The ATC-built Extreme Ultraviolet Imager (EUVI) instrument is one element of an instrument suite on each STEREO spacecraft called SECCHI — the Sun-Earth Connection Coronal and Heliospheric Investigation. SECCHI comprises a suite of telescopes, including three white light coronagraphs and EUVI.
“These first 3-D images are magnificent, and just a taste of wonderful things to come! There is enormous satisfaction in seeing our years of effort bear fruit. We’ve been studying CMEs for a long time, but SECCHI is offering us new insight into the structure and evolution of the solar corona in three dimensions, while EUVI focuses specifically on the initiation and early evolution of CMEs,” said Dr. James Lemen, Lockheed Martin co-investigator on SECCHI. “EUVI and the other instruments on SECCHI are allowing us for the first time to follow the propagation of these events through the corona, out into interplanetary space and all the way to Earth, giving us a comprehensive view of these enormous phenomena.”

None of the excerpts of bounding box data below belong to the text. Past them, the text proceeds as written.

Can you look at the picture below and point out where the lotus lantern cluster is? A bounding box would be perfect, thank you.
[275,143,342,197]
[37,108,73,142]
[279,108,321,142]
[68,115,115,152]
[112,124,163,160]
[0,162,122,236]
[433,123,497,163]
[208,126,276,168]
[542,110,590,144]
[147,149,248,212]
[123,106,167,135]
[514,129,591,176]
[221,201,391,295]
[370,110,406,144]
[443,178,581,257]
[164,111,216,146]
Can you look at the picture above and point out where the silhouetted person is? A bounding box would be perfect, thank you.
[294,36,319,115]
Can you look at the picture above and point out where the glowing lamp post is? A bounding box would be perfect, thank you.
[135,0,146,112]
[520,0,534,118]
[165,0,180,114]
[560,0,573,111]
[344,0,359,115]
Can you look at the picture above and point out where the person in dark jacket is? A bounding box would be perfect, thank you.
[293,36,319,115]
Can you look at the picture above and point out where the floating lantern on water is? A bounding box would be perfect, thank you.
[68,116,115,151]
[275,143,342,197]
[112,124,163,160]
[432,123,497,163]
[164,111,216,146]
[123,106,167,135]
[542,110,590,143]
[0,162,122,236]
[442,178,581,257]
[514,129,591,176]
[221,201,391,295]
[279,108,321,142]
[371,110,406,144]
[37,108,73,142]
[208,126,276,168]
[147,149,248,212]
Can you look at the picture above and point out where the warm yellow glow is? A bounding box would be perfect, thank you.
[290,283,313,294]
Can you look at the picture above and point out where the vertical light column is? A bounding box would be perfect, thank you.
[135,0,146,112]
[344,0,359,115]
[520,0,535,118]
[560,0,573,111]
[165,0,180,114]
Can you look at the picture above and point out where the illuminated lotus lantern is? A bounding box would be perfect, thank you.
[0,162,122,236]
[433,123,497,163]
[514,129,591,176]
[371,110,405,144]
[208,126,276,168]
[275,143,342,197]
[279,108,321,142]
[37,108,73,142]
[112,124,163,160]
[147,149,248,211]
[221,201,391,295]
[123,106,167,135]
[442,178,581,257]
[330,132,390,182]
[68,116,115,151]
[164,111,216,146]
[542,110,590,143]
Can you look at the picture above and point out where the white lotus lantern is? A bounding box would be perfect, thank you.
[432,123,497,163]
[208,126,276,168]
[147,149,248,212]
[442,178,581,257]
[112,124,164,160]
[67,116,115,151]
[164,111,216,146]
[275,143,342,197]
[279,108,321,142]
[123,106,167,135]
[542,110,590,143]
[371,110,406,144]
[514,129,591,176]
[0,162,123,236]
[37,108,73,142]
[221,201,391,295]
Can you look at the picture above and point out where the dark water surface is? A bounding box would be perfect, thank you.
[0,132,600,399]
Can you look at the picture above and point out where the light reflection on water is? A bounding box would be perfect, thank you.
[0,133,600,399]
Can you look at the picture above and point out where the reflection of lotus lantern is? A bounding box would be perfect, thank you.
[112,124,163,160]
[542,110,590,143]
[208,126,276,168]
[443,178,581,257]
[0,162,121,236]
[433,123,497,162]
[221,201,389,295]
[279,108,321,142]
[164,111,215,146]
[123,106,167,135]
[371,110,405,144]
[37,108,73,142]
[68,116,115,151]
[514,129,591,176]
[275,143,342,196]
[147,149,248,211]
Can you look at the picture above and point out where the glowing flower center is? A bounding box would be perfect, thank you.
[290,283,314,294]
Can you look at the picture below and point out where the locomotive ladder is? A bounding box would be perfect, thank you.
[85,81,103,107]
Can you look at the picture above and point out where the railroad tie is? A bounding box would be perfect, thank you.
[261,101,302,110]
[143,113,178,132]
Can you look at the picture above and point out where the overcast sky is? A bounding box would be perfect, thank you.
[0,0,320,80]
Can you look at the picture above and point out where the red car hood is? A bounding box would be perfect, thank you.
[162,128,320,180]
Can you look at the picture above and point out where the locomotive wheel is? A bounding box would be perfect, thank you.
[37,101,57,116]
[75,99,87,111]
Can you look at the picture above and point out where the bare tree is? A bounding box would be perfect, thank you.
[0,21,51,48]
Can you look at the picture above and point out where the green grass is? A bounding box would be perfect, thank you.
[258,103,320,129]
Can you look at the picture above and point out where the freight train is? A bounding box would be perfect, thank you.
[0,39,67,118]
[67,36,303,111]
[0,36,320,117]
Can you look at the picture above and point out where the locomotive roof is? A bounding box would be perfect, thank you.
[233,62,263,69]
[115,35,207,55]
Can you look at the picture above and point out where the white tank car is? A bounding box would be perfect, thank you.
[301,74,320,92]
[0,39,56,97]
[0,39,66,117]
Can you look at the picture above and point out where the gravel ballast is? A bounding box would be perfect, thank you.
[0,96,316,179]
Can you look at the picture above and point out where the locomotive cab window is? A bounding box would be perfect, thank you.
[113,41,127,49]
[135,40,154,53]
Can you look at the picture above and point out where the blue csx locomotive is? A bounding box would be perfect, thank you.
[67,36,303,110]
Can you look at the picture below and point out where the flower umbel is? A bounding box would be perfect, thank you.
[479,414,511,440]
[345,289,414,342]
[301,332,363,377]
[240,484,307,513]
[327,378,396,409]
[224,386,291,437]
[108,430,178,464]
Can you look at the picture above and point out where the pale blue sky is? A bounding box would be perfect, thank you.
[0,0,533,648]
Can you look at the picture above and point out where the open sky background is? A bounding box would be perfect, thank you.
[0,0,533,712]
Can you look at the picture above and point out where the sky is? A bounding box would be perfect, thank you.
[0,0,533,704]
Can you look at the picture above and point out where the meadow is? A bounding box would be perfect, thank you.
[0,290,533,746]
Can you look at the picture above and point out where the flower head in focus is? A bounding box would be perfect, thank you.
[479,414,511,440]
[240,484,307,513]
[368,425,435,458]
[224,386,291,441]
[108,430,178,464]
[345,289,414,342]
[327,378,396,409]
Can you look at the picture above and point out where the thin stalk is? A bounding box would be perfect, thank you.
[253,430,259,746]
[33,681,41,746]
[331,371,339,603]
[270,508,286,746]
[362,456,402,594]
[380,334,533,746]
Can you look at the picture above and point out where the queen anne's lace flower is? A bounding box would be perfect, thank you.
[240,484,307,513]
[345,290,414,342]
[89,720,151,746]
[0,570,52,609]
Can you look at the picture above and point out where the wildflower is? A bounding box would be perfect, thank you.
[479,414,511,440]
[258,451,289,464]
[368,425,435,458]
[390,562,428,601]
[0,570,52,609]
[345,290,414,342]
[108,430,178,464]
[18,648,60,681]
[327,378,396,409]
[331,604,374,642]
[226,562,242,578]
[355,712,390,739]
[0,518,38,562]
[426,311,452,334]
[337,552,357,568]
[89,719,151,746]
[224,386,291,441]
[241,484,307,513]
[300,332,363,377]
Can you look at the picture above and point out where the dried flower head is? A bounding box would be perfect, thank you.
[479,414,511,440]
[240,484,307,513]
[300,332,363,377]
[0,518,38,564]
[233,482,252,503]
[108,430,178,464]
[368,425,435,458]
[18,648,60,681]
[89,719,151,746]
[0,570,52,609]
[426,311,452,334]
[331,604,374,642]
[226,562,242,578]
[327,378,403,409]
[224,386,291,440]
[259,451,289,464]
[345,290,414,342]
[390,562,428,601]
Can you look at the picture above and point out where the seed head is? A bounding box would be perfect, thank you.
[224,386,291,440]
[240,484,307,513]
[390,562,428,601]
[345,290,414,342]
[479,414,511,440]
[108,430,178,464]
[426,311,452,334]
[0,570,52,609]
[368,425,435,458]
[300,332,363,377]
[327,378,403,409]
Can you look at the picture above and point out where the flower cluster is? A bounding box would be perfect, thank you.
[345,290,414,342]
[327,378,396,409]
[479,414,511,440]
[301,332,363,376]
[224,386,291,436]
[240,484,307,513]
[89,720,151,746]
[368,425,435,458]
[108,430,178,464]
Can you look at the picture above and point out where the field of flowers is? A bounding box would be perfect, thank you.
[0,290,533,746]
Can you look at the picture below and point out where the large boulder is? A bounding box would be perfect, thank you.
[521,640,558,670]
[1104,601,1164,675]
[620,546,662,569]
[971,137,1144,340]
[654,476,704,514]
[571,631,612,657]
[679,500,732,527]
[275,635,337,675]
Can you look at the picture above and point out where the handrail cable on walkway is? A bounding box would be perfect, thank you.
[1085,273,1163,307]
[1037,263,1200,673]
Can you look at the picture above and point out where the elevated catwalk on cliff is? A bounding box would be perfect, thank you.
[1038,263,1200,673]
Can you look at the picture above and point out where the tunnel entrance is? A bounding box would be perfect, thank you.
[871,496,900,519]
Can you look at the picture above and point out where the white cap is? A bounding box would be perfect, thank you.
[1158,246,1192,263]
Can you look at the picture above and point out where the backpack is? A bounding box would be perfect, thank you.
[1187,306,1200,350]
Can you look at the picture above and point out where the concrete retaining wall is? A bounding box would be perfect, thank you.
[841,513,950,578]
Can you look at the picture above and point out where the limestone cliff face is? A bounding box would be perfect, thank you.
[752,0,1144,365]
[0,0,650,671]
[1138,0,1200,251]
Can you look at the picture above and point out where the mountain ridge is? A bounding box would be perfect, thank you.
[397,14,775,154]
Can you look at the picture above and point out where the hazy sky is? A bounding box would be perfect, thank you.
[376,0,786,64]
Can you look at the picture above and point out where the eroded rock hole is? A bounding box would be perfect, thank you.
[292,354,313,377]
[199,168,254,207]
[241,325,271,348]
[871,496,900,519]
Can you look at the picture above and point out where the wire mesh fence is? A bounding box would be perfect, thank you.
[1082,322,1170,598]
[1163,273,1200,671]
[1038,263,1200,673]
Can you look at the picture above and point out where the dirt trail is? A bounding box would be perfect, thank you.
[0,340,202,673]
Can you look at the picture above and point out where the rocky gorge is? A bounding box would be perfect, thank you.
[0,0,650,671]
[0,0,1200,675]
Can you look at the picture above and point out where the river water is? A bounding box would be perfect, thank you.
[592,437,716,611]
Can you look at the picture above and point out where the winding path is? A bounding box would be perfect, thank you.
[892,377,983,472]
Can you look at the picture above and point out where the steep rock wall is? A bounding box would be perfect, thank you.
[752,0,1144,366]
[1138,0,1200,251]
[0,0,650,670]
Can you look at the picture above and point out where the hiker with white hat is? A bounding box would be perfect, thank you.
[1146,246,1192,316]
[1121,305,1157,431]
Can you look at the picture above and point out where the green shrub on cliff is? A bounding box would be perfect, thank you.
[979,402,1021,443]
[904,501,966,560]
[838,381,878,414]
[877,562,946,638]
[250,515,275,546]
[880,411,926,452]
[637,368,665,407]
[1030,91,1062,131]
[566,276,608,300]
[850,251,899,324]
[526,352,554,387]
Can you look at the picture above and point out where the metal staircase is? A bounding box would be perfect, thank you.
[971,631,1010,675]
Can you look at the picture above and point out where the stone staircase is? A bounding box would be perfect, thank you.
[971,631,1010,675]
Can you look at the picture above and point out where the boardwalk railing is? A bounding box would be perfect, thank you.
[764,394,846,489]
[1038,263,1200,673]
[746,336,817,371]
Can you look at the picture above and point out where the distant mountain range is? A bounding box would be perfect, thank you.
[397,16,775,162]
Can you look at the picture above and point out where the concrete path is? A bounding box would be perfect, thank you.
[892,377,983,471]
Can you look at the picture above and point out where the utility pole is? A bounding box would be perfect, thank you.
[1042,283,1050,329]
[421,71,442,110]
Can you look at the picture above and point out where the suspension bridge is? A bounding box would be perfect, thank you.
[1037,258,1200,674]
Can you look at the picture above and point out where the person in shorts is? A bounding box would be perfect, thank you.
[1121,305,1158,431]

Coronal mass ejections, which are often associated with solar flares, can take several days to reach the Earth. Fast, powerful ejections give rise to geomagnetic storms, which can disrupt radio transmissions and induce large currents in power transmission lines and oil pipelines. They have resulted in large-scale failures of the North American power grid and greatly increased pipeline erosion. CMEs also can generate spectacular auroras in Earth’s polar skies, but can disrupt spacecraft and be extremely hazardous to astronauts. Seeing CMEs in 3-D will allow scientists to discern the cloud front of these enormous detonations and improve predicted arrival times at Earth by an order of magnitude or more.
The complex physics of the solar atmosphere will also be more easily understood as scientists can now view stereoscopic images of solar features and structures and determine which are in front and which behind. The precise flow of matter and energy as it propagates outward from the solar surface will be much clearer.
NASA Goddard Space Flight Center in Greenbelt, Md. manages the STEREO mission. The Johns Hopkins University Applied Physics Laboratory in Laurel, Md. designed and built the spacecraft. The laboratory maintains command and control of the observatories throughout the mission, while NASA tracks and receives the data, determines the orbit of the satellites, and coordinates science results.
The Solar and Astrophysics Laboratory at the ATC has a 43-year-long heritage of spaceborne solar instruments including the Soft X-ray Telescope on the Japanese Yohkoh satellite, the Michelson Doppler Imager on the ESA/NASA Solar and Heliospheric Observatory, the solar telescope on NASA’s Transition Region and Coronal Explorer and the Solar X-ray Imager on the GOES-N environmental satellite. The laboratory also conducts basic research into understanding and predicting space weather and the behavior of the Sun including its impacts on Earth and climate. The ATC is also designing and building two instruments for NASA’s next Sun mission, the Solar Dynamics Observatory, slated for launch in 2008.
The ATC is the research and development organization of Lockheed Martin Space Systems Company (LMSSC). LMSSC is a major operating unit of Lockheed Martin Corporation, and designs, develops, tests, manufactures and operates a full spectrum of advanced-technology systems for national security, civil and commercial customers. Chief products include human space flight systems; a full range of remote sensing, navigation, meteorological and communications satellites and instruments; space observatories and interplanetary spacecraft; laser radar; fleet ballistic missiles; and missile defense systems.
Headquartered in Bethesda, Md., Lockheed Martin employs about 140,000 people worldwide and is principally engaged in the research, design, development, manufacture, integration and sustainment of advanced technology systems, products and services. The corporation reported 2006 sales of $39.6 billion.